Facciamo quindi attenzione ad alcuni dettagli di questa carità:
1- Non si parla di quantità. Non chiede quanti poveri hai aiutato, neppure quanti soldi hai dato, non ci chiede cioè di essere perfetti nella nostra vita.  Qui riferisce di cose piccole, un bicchiere di acqua, un vestito, una visita in carcere o all’ospedale, cose possibili a chiunque, anche al più povero. Quindi non si tratta di concentrarsi sul fare ma si avere un’attitudine di vita semplice, di vivere come Cristo vivrebbe in quel momento.
2- Non si chiede nemmeno se la persona che riceve il nostro dono lo meriti o no, se essa sia legata o no al donatore da amicizia o parentela. “E loro chiederanno: Quando mai ti abbiamo visto?”  Quindi si parla di carità gratuita.
Ci troviamo ancora una volta di fronte al paradosso del messaggio cristiano che va contro ogni logica umana e ad ogni calcolo di efficienza e profitto. Non c’è scritto da nessuna parte nel vangelo che una  struttura come il Policlinico Gemelli sia automaticamente migliore del piccolo centro caritas che avete in parrocchia. È vero che di là passano più persone che dal vostro centro, ma questo, da solo non è un indice di carità. Non sta a me decidere i frutti dell’amore, lui porta frutti dove noi nemmeno pensiamo e raggiunge persone che noi nemmeno immaginiamo. L’importante è che io stia vivendo come ha vissuto Gesù, anche se nel mio piccolo, in un modo molto limitato.
C’è una grossa tentazione tra i cristiani che si chiama la “sindrome del Salvatore”. Essa corrisponde, in campo civile, alla “sindrome di onnipotenza”, cioè il pensare che devo fare tutto io e che quello che non faccio o di cui non vedo direttamente i risultati non lo può fare nessuno.
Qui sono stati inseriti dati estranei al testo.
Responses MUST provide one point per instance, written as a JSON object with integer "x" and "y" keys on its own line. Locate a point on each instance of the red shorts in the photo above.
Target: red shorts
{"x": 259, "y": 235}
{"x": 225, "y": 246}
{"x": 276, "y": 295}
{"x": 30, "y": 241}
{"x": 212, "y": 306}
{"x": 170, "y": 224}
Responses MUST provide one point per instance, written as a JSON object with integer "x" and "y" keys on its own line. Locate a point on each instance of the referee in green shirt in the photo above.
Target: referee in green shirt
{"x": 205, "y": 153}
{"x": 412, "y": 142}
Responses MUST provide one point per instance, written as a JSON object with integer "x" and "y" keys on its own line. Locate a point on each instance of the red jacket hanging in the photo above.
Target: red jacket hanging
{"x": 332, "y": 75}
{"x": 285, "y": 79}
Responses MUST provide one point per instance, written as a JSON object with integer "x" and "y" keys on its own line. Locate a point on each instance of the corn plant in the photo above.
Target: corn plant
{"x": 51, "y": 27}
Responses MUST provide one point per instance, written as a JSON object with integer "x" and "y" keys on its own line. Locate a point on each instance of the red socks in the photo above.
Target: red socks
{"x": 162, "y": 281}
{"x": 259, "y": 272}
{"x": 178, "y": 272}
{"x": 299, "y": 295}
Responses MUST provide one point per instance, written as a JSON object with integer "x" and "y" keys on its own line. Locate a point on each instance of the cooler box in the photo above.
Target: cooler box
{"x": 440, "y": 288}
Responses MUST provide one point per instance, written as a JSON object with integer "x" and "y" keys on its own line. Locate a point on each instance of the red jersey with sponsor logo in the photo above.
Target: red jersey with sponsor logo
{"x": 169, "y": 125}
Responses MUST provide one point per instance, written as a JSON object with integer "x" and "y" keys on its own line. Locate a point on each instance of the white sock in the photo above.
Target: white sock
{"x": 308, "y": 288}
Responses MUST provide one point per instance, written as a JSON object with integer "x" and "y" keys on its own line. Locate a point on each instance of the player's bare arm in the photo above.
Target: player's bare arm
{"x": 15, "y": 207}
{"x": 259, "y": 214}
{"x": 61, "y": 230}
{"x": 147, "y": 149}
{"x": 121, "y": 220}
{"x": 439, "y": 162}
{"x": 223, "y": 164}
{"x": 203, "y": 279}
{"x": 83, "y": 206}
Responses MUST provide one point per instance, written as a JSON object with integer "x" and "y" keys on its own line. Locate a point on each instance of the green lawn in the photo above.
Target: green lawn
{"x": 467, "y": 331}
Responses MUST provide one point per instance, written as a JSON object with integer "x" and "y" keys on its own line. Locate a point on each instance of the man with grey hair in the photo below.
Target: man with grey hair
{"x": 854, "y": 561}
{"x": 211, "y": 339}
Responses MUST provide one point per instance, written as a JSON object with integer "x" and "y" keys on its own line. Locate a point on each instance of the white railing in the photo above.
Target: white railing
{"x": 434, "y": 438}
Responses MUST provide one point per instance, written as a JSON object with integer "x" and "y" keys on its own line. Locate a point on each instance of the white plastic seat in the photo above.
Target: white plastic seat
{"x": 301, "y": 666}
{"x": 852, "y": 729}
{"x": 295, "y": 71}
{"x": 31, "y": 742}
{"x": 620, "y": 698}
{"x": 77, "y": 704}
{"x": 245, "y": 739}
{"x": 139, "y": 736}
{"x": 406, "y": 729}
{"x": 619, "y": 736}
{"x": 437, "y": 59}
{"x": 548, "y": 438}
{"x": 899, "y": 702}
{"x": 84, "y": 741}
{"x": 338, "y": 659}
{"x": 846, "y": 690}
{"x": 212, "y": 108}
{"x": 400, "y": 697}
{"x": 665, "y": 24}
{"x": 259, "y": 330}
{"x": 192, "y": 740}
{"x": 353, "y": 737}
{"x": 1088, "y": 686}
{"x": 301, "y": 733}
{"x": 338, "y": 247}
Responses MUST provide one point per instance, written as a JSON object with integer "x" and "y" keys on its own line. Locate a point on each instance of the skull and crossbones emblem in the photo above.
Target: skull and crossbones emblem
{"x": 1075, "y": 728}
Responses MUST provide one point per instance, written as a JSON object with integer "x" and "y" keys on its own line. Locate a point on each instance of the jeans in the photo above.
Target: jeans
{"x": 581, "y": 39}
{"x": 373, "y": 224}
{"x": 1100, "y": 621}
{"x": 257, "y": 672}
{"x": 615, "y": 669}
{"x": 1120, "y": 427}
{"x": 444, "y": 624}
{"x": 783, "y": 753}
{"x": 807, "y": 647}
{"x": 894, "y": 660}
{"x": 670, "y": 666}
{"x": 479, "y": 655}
Il Signore è l’unico Salvatore del mondo e l’unico che conosce per ognuno qual è il modo migliore per salvarlo, noi siamo piccoli strumenti e lui a noi chiede i piccoli gesti di ogni giorno, ma da tutti noi: nessuno è esentato dall’amare perché non esiste regno di Dio senza amore.
Il segreto dell’amore vero non è tanto nel successo delle nostre opere ma nel fatto che amando ci rendiamo simili a Dio, strumento nelle sue mani e questa è anche la nostra ricompensa.
Lasciamoci coinvolgere dalla logica dell’amore.
Un'ultima curiosità. Dopo queso brano inizia subito il racconto della Passione di Gesù, si conclude cioè la narrazione della vita pubblica di Gesù che era iniziata con le beatitudini dove affamati, assetati, perseguitati, poveri erano proclamati beati, qui gli stessi diventano la chiave perché anche noi entriamo nella beatitudine. Mt 1-4 racconti dell'infanzia, Gesù entra nella storia da perseguitato, povero, rigettato esiliato. Poi si dice beati i poveri ecc. Mt 25 I poveri fanno entrare nel regno  dei cieli e poi Gesù diventa di nuovo il povero perseguitato.
La chiave di lettura della vita di Gesù e la chiave del Regno di Dio sta nella povertà, sia che la viviamo di persona, sia che la soccorriamo.